Ce colloque n'a malheureusement affiché aucun ordre du jour et des thèmes à débattre pour cette rencontre pour informer le public sur l'objectif de ce forum. Seul le slogan qui a accompagné le placard publicitaire paru sur le quotidien El Watan porte le titre suivant: «Le Maghreb des Entrepreneurs, pour une économie maghrébine forte et solide». Cette devise nous semble t-elle, a été puisée dans les archives du 1er colloque des Entrepreneurs maghrébins qui s'est déroulé du 12 au 14 novembre 1993 à Marrakech. (Maroc).

Cette première rencontre a eu le mérite d'avoir utilisé une communication fiable pour informer les participants et l'opinion maghrébine dans son ensemble de son programme avec des objectifs clairs.
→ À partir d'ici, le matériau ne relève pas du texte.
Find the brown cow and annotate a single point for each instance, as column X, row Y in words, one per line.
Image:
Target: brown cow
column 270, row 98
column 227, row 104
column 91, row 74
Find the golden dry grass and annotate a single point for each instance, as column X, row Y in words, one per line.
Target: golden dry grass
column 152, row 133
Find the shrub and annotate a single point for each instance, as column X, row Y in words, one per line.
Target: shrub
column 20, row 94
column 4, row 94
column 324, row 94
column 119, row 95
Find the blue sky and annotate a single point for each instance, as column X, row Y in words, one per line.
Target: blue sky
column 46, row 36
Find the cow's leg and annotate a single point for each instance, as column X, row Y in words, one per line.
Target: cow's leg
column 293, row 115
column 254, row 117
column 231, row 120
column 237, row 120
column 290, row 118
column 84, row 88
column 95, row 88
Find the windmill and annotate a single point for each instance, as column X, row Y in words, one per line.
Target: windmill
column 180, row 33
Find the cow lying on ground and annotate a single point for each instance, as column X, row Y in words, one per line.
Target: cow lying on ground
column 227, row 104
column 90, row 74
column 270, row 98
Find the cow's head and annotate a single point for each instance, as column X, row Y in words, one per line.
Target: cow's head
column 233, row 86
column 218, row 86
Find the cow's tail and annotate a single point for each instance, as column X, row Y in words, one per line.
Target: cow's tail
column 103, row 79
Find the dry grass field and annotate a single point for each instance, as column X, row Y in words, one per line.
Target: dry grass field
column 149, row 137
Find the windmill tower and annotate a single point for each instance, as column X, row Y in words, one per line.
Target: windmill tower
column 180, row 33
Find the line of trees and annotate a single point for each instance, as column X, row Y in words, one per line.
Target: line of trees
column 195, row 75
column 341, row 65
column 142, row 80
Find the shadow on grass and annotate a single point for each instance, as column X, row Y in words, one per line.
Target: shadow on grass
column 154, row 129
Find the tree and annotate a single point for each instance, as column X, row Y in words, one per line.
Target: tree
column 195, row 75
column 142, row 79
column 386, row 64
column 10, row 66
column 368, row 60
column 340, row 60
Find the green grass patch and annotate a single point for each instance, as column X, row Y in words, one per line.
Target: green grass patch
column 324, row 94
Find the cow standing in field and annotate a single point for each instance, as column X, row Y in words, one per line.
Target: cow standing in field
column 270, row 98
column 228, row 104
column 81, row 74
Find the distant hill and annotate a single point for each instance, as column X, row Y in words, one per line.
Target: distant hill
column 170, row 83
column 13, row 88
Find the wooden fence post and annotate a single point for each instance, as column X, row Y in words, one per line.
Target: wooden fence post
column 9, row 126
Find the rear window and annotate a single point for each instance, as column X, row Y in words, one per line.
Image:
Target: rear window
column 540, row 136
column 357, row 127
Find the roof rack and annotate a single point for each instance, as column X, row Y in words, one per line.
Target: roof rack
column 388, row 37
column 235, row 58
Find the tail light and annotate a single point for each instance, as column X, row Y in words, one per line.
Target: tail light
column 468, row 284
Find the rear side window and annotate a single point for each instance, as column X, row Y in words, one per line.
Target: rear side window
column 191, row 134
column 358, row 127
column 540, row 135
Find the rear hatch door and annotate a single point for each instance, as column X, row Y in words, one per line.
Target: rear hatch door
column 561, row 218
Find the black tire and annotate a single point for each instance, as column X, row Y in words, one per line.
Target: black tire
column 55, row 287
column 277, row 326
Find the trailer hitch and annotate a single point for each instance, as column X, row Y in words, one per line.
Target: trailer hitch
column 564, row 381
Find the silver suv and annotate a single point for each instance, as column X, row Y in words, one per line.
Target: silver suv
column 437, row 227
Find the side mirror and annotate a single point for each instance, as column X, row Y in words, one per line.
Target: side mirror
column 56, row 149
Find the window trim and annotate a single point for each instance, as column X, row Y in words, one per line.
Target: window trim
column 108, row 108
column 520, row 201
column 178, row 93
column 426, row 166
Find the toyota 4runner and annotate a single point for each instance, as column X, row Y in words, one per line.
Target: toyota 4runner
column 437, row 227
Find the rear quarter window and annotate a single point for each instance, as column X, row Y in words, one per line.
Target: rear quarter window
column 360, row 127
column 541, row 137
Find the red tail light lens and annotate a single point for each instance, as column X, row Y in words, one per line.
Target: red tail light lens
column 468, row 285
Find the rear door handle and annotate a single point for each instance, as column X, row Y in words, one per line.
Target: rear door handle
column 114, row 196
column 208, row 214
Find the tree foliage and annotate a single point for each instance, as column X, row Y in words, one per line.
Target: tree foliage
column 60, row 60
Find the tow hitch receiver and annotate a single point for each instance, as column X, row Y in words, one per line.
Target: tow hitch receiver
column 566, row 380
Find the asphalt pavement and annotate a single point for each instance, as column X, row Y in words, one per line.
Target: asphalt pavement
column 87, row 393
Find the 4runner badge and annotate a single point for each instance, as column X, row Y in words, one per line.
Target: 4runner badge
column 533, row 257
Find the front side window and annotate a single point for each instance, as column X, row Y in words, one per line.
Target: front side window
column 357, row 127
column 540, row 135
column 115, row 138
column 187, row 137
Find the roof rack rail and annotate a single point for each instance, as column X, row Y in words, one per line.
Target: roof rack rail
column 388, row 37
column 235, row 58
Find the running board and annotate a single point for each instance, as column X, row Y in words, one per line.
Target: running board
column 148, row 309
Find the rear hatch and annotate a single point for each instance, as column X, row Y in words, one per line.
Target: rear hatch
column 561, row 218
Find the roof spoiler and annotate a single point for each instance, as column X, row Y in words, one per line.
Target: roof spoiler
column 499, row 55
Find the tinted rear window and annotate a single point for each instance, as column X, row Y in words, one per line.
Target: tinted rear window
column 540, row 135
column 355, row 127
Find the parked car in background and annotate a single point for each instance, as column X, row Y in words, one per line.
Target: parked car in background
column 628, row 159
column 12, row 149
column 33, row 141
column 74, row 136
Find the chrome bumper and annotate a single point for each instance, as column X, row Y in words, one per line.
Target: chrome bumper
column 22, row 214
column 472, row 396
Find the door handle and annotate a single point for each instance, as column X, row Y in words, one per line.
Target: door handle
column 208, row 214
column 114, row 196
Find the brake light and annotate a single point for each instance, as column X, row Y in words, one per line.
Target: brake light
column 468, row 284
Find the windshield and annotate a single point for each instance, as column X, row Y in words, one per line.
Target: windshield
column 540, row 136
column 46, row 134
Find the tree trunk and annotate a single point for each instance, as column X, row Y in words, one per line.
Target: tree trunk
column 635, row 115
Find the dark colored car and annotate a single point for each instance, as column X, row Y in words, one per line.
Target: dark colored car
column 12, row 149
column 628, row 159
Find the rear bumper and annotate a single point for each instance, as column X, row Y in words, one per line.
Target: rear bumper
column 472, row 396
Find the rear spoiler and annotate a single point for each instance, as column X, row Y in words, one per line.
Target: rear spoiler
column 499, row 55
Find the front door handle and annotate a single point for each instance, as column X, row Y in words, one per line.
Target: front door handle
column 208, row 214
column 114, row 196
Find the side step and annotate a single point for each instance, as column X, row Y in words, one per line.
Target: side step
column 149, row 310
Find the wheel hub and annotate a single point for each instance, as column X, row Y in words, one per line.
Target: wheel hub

Ainsi ont été débattus, la volonté politique pour la croissance forte; le cadre juridique et réglementaire; l'exportation maghrébine ; la libération des prix et le chômage; l'épargne et l'investissement ; l'éducation et la formation des jeunes et leur intégration dans la vie économique ; l'ouverture des pays riches aux exportations des pays maghrébins; la gestion des complexités et des transitions; la politique financière et monétaire; le rôle de l'Etat ; ainsi que les privatisations.

Des ateliers sectoriels ont été organisés. Ils se sont penchés sur: l'agriculture, les travaux publics, l'immobilier, l'industrie manufacturière; les industries de base: le pétrole, phosphate, fer; le transport; les services: banques, assurances; la communication, les infrastructures et le tourisme.

Ce colloque, préparé avec soin par des consultants spécialistes endogènes sous la houlette de Monsieur Mourad MEDELCI pour l'Algérie, de Monsieur Abdelhadi ALAMI pour le Maroc et de Monsieur Tidjani HADDAD, initiateurs et coordonnateurs du Comité a pour objectif fondamental : la concrétisation d'un Marché Commun Maghrébin fonctionnel dans les meilleurs délais.

L'unanimité des participants a porté sur l'impulsion des échanges dans les branches d'activités porteuses.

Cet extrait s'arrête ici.